Although mixology may seem like a word that has recently become fashionable, it actually dates back to the 18th century and first appeared in 1987 according to the Merriam-Webster dictionary. Without having a copy of the original edition, it's impossible to be sure if the word mixology appears in the text or where it appears, although Google Books certainly suggests that it is somewhere. In the mid-19th century, the popularization of cocktails was initiated by the waiter and bar owner Jerry Thomas, often considered the founder of mixology. Nobody knows yet what the cocktails of the future will be like, but it is certain that the mixologists of tomorrow will have a wonderful time changing things.

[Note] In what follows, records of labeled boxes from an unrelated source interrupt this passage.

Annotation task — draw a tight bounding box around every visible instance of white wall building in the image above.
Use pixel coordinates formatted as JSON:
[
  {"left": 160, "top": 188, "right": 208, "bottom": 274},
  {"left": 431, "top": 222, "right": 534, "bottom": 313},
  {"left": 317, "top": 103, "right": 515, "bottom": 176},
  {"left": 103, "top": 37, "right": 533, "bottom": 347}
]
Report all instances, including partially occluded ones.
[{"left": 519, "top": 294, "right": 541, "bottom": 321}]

Examples of the title “mixologist” in connection with the profession of waiter go back even further. It is also interesting to find multiple references to “well-known mixologists” from the late 18th and early 19th centuries. Even so, it makes you smile to know that celebrity waiters are no more a modern creation than the title of mixologist. Like molecular gastronomy, the very essence of cocktail making seems modern but, in some ways, also outdated, as a reminder of that brief era after the Internet, but before smartphones, when waiters and chefs achieved modern stardom.
In recent years, innovative bars and modern speakeasies have led to a cocktail revival, and the United States has fallen in love again. The term mixologist seems to be inextricably linked to sophisticated equipment, such as rotary vaporizers and liquid nitrogen, and to delicate techniques, such as acid adjustment. Thomas was undoubtedly a pioneer, but he was just the first in a long list of mixologists who used their creativity and passion (and sometimes open fire) in their quest to create the perfect cocktail. As the epicenter of the craft cocktail revolution, the dark atmosphere and timeless style of Death %26 Co reflect the brand's aesthetic, as well as the owners' approach to contemporary cocktail making.
Many modern mixologists have looked to the past and have been inspired by bitters and shrubs, which use botanicals and bark to add depth and balance to cocktails. Nobody knows where the word comes from, although it originally referred to a single type of mixed drink, it is now a general term for mixed drinks in general. By codifying the measures and experimenting with mixing strategies to combine ingredients, in addition to discovering which flavors complement each other, Thomas laid the foundations for the cocktail and cocktail making of the next century.